The growth of leisure time began in Sarnia in the late nineteenth century, although many sporting clubs wouldn’t begin organized activities until the early days of the 20th century.

One of the earliest to gain popularity was curling. Scottish-Canadians introduced the sport in 1873, when twelve members formed the Sarnia Curling Club.

They crafted rinks on the ice in Sarnia Bay, and played the game on frozen ponds along the London Road.

Two years later, the club built its first rink at Christina and Johnston streets. Membership was comprised of many distinguished Sarnia names, such as John, Charles and Daniel Mackenzie, James King, George Leys, A.H. Dalziel and William Ireland.

In 1892 as the sport grew in popularity they built a beautiful curling rink known as St. Andrew’s on Christina Street. Selling it in 1911, they built a new rink on Euphemia Street. The club outgrew that too, and in 1924, moved to North Front Street to what became known later as the Children’s Arena.

Summer sports included tennis, lawn bowling and golf.

In 1905, six men built the first tennis courts at Davis and College streets. Shortly before the First World War, the club won its first Western Ontario Tennis League championship.

With many men away at war the club became dormant but picked up again in peacetime. In 1925, the revitalized Sarnia Tennis Club moved to Bayview Park and soon boasted over 100 members. It has been a constant part of Sarnia’s sporting scene ever since.

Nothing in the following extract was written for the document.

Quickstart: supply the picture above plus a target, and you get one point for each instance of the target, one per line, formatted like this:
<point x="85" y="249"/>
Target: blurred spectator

The Sarnia Lawn Bowling Club dates from the evening of Aug. 17, 1906. The club’s first greens and clubhouse were on Durand Street, just behind the courthouse and jail that stonemason and future prime minister Alexander Mackenzie had built facing Christina Street in the 1850s.

The Honourable Frederick F. Pardee, M.P., was honourary chairman of the club, which later joined with the Sarnia Curling Club to share facilities between Front and Christina streets at the foot of Maria Street.

Sarnia’s first golf club arrived in 1909, and the clubhouse was built at a cost of $600. The Sarnia Golf Club included such distinguished members as Frederick F. Pardee, W.J. Hanna, , R.V. LeSeuer, W.H. Kenny, and others.

By 1936, Sarnia’s centennial year, the city had four flourishing golf courses.

Another popular turn-of-the-century pastime was indoor baseball, which was played with large, mushy balls and stick-like bats. The bases were 27 feet apart and no gloves were worn.

The Sarnia Maple Leafs played teams from Detroit, Alpena, Port Huron and St. Clair.

Games were held in the Lambton Regiment Armoury and, later, in the Boys Brigade hall.

Unlike their namesakes in Toronto, the Sarnia Maple Leafs were winners, playing between 1898 and 1905.

Shortly after that players began taking the game outdoors where it morphed into the sport known as softball.